Have you ever passed by a lovely, delicate blue plant, and wondered what it was? It may have been the plumbago, a low lying plant with flowers that are typically bluish-white. (The plumbago can be a plant or a shrub.) The plumbago, or the plumbago auriculate, can be found in some quite surprising spots… including desert regions like Arizona! The plumbago is a perennial that enjoys warmer climates, and grows freely. According to the University of Arizona, the plumbago flowers enjoy full sun exposure and can “survive with little watering once established, and is considered moderately drought tolerant.” The plumbago can provide a lovely ground cover and a water-saving alternative in the yard.
According to legend, this plant’s name is related to the Latin word for lead, as it was once believed that the flower could cure lead poisoning. Though we wouldn’t recommend relying on it as a curative, the plumbago does make an aesthetically pleasing addition to any garden!

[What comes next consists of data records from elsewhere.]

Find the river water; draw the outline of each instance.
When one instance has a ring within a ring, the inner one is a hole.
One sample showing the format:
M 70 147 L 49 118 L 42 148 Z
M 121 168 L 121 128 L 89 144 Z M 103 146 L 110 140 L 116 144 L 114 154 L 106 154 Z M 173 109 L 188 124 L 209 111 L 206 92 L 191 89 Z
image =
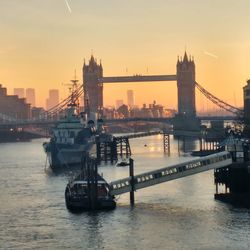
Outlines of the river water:
M 249 249 L 250 211 L 214 200 L 213 171 L 117 197 L 117 208 L 74 214 L 65 207 L 70 172 L 44 171 L 44 140 L 0 144 L 0 249 Z M 189 142 L 186 147 L 195 148 Z M 135 172 L 189 160 L 164 156 L 162 138 L 131 140 Z M 108 180 L 128 168 L 101 166 Z

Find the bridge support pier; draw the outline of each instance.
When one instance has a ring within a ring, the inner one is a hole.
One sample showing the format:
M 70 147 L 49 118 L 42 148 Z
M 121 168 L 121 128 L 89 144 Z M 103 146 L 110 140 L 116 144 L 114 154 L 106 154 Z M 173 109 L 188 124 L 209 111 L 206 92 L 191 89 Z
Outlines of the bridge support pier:
M 163 133 L 163 149 L 164 153 L 170 155 L 170 136 L 169 134 Z
M 134 206 L 135 204 L 135 179 L 134 179 L 134 160 L 129 159 L 129 177 L 130 177 L 130 185 L 131 185 L 131 191 L 130 191 L 130 205 Z
M 129 139 L 127 137 L 116 138 L 117 154 L 122 158 L 124 155 L 126 158 L 131 156 L 131 148 Z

The plumbago is more drought-tolerant than many other plants. The plumbago is versatile, thriving in all warm climates, from tropics to semi-arid and desert regions. The plumbago is found all over in the world in Europe, Africa and across the United States. According to the UC Davis Agriculture and Natural Resources Marine County Cooperative Extension, the plumbago can be a successful Xeriscaping addition “especially if plenty of compost and mulch are added at planting.
There are more than a dozen different varieties of plumbago – with many different color flowers such as pink, purple, red and white – so there is a wide variety of choices available to those considering the plumbago.